Résumé·s
When bone implants are loaded, they are inevitably subjected to displacement relative to bone. Such micromotion
generates stress/strain states at the interface that can cause beneficial or detrimental sequels. The objective
of this study is to better understand the mechanobiology of bone healing at the tissue-implant interface
during repeated loading. Machined screw shaped Ti implants were placed in rat tibiae in a hole slightly bigger
than the implant diameter. Implants were held stable by a specially-designed bone plate that permits controlled
loading. Three loading regimens were applied, (a) zero loading, (b) one daily loading session of 60 cycles with an
axial force of 1.5 N/cycle for 7 days, and (c) two such daily sessions with the same axial force also for 7 days.

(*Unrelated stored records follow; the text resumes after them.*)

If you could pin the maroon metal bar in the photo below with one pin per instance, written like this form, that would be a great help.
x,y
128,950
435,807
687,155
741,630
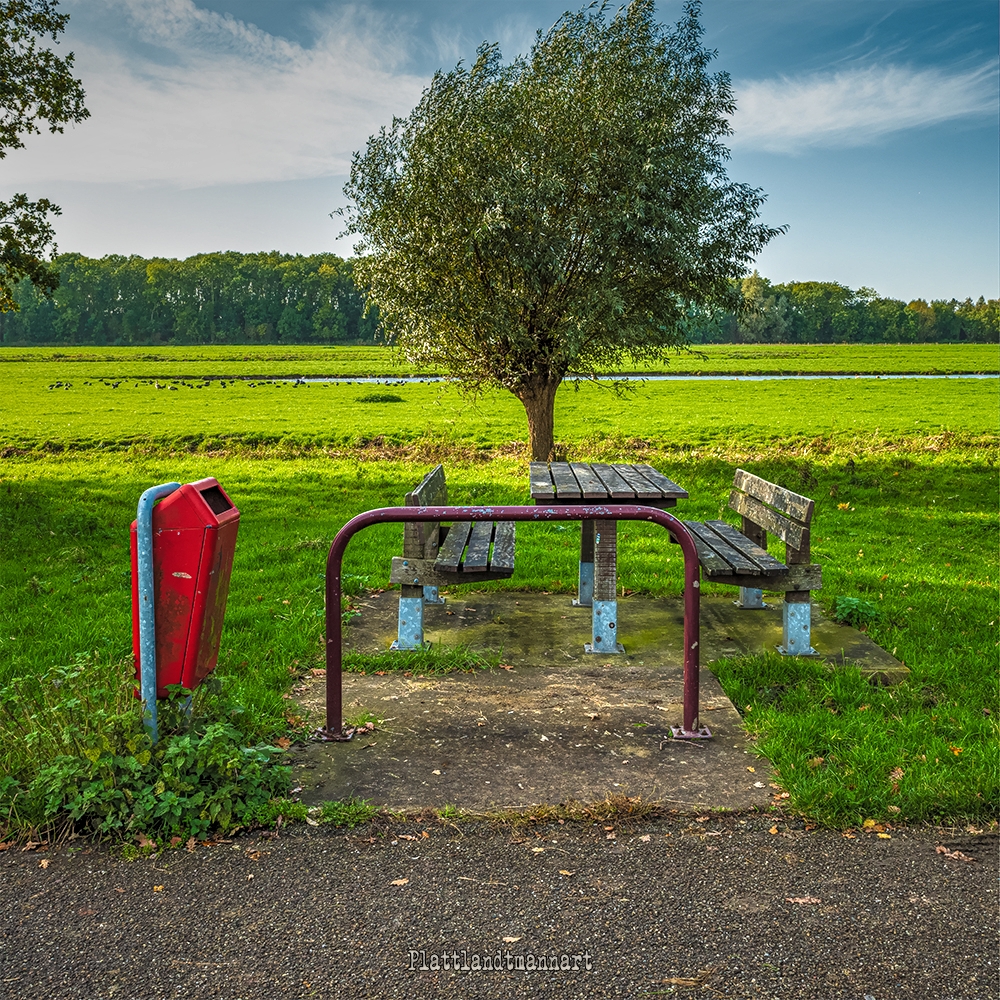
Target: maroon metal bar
x,y
578,512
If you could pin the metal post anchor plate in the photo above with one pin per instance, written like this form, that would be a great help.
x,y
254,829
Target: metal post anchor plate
x,y
410,634
586,598
701,733
605,629
796,620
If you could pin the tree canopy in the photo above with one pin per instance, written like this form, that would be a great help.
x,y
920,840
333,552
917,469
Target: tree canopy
x,y
35,86
558,214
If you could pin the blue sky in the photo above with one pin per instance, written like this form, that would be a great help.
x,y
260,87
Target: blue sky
x,y
229,124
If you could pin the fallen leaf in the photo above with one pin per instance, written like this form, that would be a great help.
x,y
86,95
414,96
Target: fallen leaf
x,y
954,855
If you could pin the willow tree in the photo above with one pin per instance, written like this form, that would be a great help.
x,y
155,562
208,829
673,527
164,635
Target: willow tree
x,y
557,215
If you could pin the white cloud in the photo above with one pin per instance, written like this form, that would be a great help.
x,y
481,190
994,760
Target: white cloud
x,y
193,98
854,107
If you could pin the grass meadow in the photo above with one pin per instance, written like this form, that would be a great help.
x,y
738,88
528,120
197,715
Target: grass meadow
x,y
904,475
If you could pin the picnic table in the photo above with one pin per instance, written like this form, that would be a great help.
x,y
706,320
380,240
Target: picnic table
x,y
584,483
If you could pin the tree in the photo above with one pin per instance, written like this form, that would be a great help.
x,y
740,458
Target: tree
x,y
558,214
35,86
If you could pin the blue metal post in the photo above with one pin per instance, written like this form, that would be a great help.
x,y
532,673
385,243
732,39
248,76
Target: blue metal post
x,y
147,609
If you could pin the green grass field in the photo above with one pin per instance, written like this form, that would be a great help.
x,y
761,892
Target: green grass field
x,y
904,475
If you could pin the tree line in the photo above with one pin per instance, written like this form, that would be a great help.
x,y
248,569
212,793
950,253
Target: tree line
x,y
213,298
272,298
825,312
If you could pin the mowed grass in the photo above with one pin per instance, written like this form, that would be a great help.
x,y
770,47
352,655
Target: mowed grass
x,y
218,415
904,476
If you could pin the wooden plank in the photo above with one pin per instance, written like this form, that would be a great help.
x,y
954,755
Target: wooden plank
x,y
427,574
431,491
777,524
590,483
617,488
801,578
477,555
798,507
567,488
706,556
503,547
542,488
450,554
736,562
754,552
642,487
605,560
667,487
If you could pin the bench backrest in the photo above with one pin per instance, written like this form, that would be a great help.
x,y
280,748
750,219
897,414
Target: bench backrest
x,y
420,539
767,507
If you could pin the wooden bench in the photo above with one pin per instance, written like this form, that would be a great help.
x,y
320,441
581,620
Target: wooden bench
x,y
741,558
435,554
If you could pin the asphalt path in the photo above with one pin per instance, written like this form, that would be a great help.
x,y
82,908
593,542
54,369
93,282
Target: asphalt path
x,y
680,906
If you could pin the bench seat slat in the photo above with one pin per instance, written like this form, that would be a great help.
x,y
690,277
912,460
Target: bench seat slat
x,y
740,542
734,561
450,553
503,547
477,555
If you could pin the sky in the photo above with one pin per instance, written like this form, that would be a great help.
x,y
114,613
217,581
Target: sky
x,y
871,125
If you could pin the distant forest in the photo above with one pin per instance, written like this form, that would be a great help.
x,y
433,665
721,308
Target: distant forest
x,y
272,298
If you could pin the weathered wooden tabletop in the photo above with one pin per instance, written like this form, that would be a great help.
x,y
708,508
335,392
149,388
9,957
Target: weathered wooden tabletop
x,y
586,482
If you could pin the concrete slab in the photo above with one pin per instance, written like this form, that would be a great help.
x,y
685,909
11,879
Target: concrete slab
x,y
558,725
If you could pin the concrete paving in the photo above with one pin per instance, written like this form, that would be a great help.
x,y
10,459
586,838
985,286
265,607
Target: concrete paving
x,y
555,725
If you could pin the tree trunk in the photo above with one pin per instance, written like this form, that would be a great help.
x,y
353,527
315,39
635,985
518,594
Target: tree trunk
x,y
539,400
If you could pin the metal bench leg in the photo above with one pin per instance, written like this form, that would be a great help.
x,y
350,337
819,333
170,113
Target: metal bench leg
x,y
604,615
751,598
796,620
586,587
410,633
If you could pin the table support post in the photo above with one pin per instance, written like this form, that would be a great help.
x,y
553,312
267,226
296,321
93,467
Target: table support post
x,y
585,596
604,614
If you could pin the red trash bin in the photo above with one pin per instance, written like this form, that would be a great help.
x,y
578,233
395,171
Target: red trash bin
x,y
194,538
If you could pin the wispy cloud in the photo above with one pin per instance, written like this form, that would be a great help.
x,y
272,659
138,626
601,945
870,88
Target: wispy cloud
x,y
189,97
857,106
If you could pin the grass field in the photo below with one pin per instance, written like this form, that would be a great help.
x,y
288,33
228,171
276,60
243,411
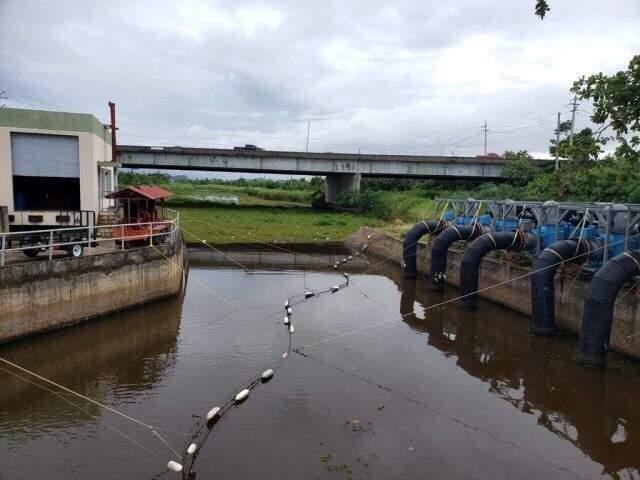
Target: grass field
x,y
192,194
227,224
228,213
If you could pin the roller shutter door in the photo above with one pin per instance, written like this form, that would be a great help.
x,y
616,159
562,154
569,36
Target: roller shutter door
x,y
36,155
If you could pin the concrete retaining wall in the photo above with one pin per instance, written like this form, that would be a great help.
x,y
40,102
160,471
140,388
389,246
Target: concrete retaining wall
x,y
516,294
40,296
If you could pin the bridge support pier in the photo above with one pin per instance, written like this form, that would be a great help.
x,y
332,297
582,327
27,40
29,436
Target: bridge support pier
x,y
336,183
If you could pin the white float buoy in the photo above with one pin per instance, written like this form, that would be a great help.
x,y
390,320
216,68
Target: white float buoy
x,y
242,395
211,414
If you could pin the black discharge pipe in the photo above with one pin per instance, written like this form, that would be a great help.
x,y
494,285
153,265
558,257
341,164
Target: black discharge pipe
x,y
410,244
543,292
598,306
440,248
470,264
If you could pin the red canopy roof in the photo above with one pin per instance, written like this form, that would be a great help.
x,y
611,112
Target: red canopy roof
x,y
150,192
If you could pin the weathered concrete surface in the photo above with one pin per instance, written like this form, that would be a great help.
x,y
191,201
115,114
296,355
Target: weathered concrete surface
x,y
510,286
40,296
337,183
312,163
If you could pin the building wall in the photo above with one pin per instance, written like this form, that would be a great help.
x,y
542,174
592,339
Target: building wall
x,y
94,145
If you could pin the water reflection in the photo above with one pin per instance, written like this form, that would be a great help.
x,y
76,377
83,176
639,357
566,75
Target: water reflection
x,y
122,357
596,410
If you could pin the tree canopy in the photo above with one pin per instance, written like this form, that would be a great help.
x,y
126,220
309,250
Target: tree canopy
x,y
542,7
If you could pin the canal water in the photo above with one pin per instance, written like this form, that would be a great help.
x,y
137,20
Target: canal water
x,y
410,394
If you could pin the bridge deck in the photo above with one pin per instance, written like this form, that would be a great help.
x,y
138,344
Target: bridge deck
x,y
311,163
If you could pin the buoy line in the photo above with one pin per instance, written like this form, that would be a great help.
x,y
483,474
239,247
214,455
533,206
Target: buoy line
x,y
192,448
205,424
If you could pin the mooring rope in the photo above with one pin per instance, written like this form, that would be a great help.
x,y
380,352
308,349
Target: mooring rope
x,y
144,447
150,427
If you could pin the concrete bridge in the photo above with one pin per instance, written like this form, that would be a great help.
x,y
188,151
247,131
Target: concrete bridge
x,y
342,170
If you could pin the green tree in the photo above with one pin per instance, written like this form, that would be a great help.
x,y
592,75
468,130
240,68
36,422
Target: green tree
x,y
616,106
542,7
520,170
585,147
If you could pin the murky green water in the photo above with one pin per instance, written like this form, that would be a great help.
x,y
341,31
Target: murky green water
x,y
423,394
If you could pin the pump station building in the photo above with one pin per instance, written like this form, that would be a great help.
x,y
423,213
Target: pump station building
x,y
55,169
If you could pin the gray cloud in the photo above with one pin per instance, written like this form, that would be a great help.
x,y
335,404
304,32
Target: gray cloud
x,y
404,76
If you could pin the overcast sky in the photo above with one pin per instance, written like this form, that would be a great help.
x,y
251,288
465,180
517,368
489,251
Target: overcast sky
x,y
411,76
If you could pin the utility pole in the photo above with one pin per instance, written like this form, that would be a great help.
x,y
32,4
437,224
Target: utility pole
x,y
574,106
558,143
484,130
114,149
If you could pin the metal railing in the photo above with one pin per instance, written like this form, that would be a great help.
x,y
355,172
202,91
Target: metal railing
x,y
166,228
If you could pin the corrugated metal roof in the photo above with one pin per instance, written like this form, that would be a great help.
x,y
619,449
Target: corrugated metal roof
x,y
150,192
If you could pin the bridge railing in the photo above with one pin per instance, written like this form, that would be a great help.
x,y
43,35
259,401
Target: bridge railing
x,y
165,230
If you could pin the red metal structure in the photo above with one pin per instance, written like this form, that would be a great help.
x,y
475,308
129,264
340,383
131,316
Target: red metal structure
x,y
139,206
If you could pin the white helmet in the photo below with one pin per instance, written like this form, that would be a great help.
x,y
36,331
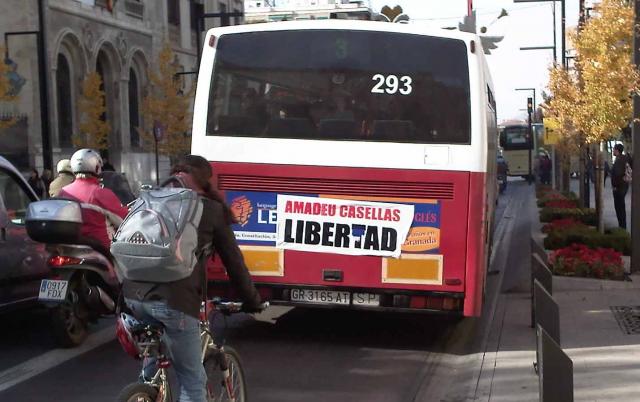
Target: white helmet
x,y
63,165
86,161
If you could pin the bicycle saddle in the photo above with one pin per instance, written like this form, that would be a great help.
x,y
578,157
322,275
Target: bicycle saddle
x,y
143,328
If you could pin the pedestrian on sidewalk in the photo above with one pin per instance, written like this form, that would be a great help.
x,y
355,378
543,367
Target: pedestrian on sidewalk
x,y
619,184
545,169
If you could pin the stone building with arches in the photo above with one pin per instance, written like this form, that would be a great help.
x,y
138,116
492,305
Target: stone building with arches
x,y
118,39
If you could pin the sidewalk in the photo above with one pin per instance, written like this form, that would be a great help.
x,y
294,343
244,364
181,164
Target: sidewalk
x,y
606,359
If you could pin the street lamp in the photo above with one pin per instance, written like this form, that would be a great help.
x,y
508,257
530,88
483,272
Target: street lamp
x,y
562,25
47,157
635,130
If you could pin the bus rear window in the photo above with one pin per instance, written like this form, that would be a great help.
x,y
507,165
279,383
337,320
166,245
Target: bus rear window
x,y
514,138
341,85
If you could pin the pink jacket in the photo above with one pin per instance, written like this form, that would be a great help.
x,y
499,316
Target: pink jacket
x,y
88,191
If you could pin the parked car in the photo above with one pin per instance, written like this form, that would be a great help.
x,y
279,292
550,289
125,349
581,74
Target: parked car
x,y
23,261
502,173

Finite element analysis was used to characterize the mechanobiological conditions produced by the loading
sessions. After 7 days, the implants with surrounding interfacial tissue were harvested and processed for histological,
histomorphometric and DNA microarray analyses. Histomorphometric analyses revealed that the
group subjected to repeated loading sessions exhibited a significant decrease in bone-implant contact and increase
in bone-implant distance, as compared to unloaded implants and those subjected to only one loading
session. Gene expression profiles differed during osseointegration between all groups mainly with respect to
inflammatory and unidentified gene categories. The results indicate that increasing the daily cyclic loading of
implants induces deleterious changes in the bone healing response, most likely due to the accumulation of tissue
damage and associated inflammatory reaction at the bone-implant interface.